I find myself on a Google site, that has a microphone on it and I don't know what it is actually called. And you simply talk into it, and you say tell me what happens when you have sinusitis. And an answer comes back. An audio answer. It hears you in natural language and it responds. And that, when you think about it – you think about it two years, five years, seven years ago, you'd say well how do you do that? That is an intelligent – there is intelligence. It's tech, it's all tech, it's numbers. But it is intelligence. Artificial intelligence is just the next advance. Much more, to me in an evolutionary way, than is VR because virtual reality, to me, it's a nice whistle, but it's not a profound thing. But the ability of these services to be able to serve you in ways that to you appears like magic – that is why artificial intelligence when it relates to travel, when it relates to being able to essentially serve you without even your understanding how and give you a result that delights you, that's magic.

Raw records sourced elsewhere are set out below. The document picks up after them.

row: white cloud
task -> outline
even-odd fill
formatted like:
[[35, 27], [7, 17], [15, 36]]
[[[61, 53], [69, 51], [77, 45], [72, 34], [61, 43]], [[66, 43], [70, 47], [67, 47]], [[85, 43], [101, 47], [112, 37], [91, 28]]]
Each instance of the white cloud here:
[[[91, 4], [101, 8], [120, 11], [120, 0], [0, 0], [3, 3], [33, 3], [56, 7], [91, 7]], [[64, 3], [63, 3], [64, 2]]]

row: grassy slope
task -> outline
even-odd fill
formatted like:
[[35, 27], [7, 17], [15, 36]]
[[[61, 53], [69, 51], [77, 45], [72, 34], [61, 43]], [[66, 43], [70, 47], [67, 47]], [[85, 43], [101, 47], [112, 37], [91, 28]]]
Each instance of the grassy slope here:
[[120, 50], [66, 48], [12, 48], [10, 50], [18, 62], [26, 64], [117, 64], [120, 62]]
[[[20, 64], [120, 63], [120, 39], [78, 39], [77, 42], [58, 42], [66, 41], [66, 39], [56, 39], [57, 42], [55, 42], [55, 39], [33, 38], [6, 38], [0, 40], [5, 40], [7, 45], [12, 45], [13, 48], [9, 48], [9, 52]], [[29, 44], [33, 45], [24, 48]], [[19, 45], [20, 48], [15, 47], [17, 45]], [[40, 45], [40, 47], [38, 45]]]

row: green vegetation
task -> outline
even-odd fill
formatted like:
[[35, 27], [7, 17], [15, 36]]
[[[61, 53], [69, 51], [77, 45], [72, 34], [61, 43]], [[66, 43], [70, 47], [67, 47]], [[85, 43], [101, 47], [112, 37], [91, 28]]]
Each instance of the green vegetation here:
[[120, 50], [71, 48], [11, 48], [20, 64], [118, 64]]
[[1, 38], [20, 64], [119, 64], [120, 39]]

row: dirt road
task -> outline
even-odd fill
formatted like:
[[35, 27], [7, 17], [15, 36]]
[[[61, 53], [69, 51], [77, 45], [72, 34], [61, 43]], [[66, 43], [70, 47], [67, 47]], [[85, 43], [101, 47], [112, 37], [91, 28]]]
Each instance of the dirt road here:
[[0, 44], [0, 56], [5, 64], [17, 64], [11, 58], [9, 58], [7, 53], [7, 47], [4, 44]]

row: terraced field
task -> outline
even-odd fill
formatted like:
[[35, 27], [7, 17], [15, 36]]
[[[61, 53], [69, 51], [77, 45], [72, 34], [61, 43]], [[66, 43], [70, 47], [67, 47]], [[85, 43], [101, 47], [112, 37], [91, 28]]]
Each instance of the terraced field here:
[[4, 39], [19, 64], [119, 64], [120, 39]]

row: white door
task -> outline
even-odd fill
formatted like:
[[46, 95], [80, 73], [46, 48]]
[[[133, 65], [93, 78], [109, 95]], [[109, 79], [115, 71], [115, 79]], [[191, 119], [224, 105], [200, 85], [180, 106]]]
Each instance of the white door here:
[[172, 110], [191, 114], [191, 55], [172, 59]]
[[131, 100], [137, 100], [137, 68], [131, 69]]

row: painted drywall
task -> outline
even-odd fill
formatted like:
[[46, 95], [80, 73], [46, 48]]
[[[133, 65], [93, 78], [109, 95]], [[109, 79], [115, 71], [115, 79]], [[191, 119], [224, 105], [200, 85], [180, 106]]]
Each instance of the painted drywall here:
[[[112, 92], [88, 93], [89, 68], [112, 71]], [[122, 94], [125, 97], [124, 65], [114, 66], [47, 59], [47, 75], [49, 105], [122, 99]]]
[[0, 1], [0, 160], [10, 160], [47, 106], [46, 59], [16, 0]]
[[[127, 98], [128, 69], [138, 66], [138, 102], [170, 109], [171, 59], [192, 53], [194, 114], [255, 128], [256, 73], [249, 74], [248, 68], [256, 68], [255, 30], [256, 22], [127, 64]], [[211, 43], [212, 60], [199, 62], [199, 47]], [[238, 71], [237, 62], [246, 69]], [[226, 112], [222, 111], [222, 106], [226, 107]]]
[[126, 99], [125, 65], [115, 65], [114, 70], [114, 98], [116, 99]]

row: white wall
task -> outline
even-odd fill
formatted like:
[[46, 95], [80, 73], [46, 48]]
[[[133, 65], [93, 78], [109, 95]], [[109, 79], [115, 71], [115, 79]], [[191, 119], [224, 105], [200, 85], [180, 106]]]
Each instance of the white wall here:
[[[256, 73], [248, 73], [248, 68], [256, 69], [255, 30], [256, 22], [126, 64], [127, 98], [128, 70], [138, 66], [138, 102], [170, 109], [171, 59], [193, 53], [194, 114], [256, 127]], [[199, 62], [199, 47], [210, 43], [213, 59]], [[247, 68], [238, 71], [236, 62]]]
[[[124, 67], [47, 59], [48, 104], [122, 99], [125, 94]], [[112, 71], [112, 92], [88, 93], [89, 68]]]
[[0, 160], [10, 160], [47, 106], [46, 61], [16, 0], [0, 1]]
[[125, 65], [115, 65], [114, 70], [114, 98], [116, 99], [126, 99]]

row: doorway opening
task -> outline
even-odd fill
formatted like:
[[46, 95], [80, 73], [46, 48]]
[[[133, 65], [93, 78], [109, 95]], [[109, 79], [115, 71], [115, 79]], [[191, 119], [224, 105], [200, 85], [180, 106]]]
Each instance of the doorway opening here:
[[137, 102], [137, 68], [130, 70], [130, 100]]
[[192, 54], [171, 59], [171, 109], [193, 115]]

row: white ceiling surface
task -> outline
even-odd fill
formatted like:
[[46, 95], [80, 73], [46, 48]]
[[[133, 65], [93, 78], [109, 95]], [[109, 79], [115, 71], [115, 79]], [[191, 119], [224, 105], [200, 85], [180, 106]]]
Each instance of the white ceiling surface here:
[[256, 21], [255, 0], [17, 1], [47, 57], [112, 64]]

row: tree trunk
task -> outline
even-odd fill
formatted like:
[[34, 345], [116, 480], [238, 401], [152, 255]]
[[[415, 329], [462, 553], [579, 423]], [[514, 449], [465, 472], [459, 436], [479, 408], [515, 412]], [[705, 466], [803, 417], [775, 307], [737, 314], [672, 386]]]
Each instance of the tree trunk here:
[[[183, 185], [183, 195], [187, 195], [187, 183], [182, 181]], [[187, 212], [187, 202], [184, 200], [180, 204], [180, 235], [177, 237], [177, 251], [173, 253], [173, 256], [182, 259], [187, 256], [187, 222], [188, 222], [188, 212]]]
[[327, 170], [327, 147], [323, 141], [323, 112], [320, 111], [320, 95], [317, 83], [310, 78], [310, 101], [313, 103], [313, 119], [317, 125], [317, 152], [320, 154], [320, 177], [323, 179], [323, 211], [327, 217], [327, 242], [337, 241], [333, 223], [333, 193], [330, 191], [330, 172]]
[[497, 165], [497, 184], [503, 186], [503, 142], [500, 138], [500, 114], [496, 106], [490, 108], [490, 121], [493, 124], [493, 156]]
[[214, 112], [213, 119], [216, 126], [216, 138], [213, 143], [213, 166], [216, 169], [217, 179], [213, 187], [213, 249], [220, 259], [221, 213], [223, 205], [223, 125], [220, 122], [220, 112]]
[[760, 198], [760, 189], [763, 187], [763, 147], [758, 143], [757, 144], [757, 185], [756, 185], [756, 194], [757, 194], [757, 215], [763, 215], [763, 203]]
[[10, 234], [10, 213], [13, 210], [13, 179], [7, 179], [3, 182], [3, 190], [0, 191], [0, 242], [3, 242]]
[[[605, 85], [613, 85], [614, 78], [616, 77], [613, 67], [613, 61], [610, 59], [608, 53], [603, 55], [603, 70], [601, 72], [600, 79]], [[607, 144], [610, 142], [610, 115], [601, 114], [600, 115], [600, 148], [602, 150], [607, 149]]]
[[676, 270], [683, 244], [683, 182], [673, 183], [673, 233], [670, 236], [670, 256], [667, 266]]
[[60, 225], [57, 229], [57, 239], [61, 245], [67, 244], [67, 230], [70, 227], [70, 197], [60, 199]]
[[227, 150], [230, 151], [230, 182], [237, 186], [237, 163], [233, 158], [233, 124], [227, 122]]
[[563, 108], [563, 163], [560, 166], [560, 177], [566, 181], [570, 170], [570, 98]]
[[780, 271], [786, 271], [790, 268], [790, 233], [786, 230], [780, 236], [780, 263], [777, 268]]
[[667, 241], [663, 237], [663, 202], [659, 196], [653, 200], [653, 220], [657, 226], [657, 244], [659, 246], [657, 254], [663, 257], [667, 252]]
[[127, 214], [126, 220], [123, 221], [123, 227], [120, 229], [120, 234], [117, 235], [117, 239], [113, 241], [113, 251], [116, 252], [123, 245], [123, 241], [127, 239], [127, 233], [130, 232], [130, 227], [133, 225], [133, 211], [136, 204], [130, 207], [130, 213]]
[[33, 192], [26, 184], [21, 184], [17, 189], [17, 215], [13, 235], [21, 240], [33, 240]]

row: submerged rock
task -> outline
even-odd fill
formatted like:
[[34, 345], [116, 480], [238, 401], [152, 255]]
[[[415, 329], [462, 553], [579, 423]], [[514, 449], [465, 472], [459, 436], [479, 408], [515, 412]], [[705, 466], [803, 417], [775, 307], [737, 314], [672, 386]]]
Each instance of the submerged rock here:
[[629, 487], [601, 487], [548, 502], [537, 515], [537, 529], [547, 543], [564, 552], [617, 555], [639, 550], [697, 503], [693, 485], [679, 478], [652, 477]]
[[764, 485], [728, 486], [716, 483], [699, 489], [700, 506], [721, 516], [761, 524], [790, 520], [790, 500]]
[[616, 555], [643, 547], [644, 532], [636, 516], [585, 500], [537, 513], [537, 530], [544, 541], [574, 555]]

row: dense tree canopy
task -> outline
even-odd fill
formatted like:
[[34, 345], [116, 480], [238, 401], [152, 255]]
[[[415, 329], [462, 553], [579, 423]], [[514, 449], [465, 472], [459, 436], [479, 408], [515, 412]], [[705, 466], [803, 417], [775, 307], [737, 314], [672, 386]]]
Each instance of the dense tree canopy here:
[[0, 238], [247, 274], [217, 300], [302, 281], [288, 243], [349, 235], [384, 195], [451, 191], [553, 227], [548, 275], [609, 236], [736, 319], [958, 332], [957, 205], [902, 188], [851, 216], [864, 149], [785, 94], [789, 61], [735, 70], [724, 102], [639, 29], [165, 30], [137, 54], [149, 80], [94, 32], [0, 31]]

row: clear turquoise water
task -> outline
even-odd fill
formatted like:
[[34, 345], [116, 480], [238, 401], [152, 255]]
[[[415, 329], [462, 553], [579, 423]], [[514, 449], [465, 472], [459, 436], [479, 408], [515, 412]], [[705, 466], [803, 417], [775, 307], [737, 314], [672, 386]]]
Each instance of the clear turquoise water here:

Simon Hobbs: Elon Musk says we should be scared. Should we be scared?

Barry Diller: Yeah, if you take artificial intelligence to its natural conclusion, then in fact, you have smarter beings than we are who can walk and talk and kill and control.

DILLER ON DREAMWORKS

Simon Hobbs: What did you think when you found out that DreamWorks was being sold to Comcast? Do you still talk to Jeff Katzenberg?

Barry Diller: Oh yeah, yeah. Yes, of course I do. And I was very happy to congratulate him. I thought it was necessary. I thought it was little sad, you know, not overwhelmingly, but –

Hobbs: Why is it sad?

Diller: Well because, look, DreamWorks started when it was the whole thing, which was movies, television, animation and several other things, as an alternative to the closed major studio system. It was a new studio with big dreams. And for life reasons, god knows you could've have gotten three smarter people together. But for life reasons, interest reasons, changing times reasons, that dream of building that into an independent major company essentially didn't work out. Didn't work out because literally the members of that consortium all had their – their interests were – they were not interested as time went in the same things. So I thought, that is a little sad. But by the way, how can you be sad? Steven Spielberg is making great movies and seems very happy. David Geffen wakes up happy, goes to sleep happy, has a great fortune that he is going to give away. And Jeffrey Katzenberg for ten years built animation, and wrote to me the day – because I congratulated him – he said, "I can't wait to get on to the new adventure." So Jeffrey is going to have a third act.